In just two weeks’ time, the lab already has in excess of 15 occupants, including post-doctoral researcher Gareth Izon and PhD student Colin Mettam, who are working with the PIs on a NERC-funded project to unravel the interplay between biological forcing and atmospheric chemistry recorded in 2.5 billion year old sediments from South Africa and Western Australia.

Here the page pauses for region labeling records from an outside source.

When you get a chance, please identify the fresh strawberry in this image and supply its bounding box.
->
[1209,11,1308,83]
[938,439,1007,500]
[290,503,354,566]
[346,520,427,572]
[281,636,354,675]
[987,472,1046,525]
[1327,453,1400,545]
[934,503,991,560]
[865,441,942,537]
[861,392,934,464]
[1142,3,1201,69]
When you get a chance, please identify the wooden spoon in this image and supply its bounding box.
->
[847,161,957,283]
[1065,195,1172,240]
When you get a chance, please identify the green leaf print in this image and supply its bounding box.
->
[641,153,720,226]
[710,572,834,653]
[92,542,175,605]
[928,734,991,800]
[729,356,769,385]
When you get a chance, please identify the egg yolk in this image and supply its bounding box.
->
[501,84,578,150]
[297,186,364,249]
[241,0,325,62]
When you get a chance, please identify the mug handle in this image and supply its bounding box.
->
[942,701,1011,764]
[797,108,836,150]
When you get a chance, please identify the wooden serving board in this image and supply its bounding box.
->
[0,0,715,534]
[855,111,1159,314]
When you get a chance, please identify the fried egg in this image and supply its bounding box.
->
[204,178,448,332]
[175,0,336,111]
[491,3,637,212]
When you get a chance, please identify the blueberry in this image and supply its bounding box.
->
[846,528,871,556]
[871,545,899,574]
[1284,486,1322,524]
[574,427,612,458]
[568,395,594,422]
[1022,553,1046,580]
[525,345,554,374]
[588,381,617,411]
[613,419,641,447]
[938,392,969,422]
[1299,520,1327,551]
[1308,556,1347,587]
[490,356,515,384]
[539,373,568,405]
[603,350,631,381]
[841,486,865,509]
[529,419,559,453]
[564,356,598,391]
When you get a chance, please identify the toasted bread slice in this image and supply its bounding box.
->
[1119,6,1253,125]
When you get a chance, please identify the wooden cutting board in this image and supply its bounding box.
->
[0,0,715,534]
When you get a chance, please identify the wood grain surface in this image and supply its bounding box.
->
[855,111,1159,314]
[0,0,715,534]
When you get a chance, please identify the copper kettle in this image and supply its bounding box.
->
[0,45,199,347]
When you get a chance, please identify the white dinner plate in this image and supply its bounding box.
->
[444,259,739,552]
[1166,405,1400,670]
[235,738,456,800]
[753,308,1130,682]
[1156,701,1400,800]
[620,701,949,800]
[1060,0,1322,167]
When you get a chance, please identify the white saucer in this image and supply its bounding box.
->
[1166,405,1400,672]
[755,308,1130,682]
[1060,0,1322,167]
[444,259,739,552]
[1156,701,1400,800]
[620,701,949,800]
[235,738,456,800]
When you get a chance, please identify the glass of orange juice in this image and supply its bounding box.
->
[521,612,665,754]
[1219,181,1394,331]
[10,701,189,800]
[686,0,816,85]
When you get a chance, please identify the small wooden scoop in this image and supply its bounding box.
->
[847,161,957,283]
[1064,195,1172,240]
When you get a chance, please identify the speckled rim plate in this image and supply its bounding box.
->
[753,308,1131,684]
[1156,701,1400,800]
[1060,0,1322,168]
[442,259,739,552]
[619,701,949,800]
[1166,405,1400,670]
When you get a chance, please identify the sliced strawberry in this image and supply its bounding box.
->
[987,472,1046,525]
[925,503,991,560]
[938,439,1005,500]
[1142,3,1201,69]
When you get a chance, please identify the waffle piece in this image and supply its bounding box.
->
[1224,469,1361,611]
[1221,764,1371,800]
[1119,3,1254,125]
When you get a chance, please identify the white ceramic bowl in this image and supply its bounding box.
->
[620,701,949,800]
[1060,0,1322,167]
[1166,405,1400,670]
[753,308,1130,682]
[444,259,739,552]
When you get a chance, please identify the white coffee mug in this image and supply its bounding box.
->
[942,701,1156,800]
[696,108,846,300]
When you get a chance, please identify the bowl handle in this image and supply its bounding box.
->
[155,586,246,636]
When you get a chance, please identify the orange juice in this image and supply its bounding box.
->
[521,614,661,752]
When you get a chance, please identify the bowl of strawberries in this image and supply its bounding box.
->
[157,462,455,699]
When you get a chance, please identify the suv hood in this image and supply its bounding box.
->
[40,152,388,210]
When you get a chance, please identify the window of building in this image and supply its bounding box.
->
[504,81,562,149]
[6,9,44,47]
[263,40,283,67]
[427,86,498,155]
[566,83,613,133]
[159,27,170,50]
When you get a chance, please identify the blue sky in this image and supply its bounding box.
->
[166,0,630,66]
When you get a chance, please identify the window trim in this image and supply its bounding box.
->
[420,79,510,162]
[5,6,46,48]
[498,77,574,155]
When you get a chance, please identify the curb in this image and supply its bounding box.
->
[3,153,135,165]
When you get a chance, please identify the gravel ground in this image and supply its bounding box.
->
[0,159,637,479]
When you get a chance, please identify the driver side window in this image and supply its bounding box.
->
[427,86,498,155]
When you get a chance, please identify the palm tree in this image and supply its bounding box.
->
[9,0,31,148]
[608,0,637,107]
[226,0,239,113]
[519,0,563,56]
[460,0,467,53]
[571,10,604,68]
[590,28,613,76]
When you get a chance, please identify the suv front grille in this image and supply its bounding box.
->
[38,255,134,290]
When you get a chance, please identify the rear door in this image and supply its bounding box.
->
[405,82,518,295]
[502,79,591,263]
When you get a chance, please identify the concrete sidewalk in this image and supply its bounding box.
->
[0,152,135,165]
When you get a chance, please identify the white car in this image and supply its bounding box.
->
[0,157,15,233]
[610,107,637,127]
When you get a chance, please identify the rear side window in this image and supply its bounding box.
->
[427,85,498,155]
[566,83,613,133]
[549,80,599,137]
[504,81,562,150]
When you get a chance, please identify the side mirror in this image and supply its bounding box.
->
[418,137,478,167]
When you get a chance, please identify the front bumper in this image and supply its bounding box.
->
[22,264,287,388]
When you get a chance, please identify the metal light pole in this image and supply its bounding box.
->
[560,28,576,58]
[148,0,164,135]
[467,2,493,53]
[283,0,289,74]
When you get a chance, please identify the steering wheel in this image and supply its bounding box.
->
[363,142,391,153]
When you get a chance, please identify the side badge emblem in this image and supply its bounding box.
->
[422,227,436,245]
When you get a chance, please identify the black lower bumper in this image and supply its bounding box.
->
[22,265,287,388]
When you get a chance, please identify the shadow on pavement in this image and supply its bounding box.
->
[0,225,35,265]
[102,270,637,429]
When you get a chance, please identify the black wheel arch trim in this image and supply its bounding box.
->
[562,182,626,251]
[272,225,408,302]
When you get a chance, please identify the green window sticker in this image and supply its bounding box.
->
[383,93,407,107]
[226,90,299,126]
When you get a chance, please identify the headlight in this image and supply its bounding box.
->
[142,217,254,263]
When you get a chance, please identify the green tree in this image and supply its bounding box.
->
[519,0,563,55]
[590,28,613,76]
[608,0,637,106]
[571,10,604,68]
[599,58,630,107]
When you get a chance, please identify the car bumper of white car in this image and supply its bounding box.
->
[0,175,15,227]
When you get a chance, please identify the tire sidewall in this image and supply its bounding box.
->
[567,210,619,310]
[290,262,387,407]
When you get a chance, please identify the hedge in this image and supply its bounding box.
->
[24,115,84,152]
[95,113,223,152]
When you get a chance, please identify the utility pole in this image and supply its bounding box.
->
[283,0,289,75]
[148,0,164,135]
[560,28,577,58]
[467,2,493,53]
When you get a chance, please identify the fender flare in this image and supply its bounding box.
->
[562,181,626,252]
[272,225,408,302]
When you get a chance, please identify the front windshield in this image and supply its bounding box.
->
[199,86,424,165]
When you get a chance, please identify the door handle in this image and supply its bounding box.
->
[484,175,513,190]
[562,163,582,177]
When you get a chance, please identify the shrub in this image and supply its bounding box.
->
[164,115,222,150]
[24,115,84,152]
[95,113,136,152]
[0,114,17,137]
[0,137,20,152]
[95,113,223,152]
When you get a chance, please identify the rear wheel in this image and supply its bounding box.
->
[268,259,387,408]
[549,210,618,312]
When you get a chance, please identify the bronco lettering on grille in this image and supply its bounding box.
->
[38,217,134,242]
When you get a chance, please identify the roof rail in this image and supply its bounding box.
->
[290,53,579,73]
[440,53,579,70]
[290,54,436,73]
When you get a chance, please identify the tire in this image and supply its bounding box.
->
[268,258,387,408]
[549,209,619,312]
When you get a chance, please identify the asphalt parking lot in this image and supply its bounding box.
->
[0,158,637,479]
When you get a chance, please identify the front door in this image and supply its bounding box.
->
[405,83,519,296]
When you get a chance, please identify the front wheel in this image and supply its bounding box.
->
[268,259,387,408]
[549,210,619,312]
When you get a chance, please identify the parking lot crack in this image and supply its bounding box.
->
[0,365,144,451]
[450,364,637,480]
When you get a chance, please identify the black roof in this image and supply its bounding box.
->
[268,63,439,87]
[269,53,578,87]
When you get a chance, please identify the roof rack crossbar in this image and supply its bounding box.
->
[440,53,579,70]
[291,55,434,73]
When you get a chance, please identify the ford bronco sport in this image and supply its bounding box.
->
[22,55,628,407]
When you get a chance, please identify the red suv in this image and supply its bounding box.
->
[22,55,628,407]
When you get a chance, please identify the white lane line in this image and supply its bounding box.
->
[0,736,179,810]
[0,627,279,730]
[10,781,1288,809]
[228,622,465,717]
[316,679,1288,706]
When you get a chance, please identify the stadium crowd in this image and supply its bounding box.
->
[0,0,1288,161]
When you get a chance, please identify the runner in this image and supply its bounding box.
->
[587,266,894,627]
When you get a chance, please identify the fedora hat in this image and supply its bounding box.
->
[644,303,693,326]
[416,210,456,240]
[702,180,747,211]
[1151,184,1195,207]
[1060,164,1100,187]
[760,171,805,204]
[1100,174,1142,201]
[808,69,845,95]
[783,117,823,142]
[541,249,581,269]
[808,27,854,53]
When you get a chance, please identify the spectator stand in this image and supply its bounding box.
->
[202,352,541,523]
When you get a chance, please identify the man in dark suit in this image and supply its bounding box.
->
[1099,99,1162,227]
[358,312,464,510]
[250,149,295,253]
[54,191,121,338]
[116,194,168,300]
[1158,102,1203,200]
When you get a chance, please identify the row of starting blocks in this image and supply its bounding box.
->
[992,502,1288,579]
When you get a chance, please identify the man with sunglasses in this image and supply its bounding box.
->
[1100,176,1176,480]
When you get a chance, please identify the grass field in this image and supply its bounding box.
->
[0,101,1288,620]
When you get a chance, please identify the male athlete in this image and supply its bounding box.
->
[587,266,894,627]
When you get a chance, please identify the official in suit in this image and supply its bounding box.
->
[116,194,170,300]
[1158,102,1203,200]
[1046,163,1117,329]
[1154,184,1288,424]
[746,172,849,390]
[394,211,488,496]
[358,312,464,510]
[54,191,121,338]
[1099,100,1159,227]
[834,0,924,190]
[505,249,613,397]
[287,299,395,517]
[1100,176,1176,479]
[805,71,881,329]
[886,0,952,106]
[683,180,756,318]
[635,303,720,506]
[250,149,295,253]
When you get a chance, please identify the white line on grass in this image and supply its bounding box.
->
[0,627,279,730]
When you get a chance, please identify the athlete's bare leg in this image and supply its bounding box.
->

It is also supporting a host of undergraduate researchers starting dissertation projects and summer internships on a wide range of cross-disciplinary projects, including:
- geochemistry of Mars analog soils from the Atacama desert (Chile),
- sulfur cycling in Earth’s oldest well-preserved microbial mats,
- nutrient cycling in redox-stratified Lake Kinnert (Israel), and
- paleoenvironmental characterization of the world’s first phosphorite deposits (http://univstandrews-research.blogspot.co.uk/2014/05/two-billion-year-old-microbial.html). Exciting stuff!
Nicolette Meyer (Geology undergraduate) distilling sulfur
from 2.6 billion-year-old pyritized microbial matsGareth Izon (right) solving the mysteries of the Neoarchean
atmosphere and Mark Claire (left) extracting atmospheric salts in
soils from the driest place on Earth (the Atacama Desert)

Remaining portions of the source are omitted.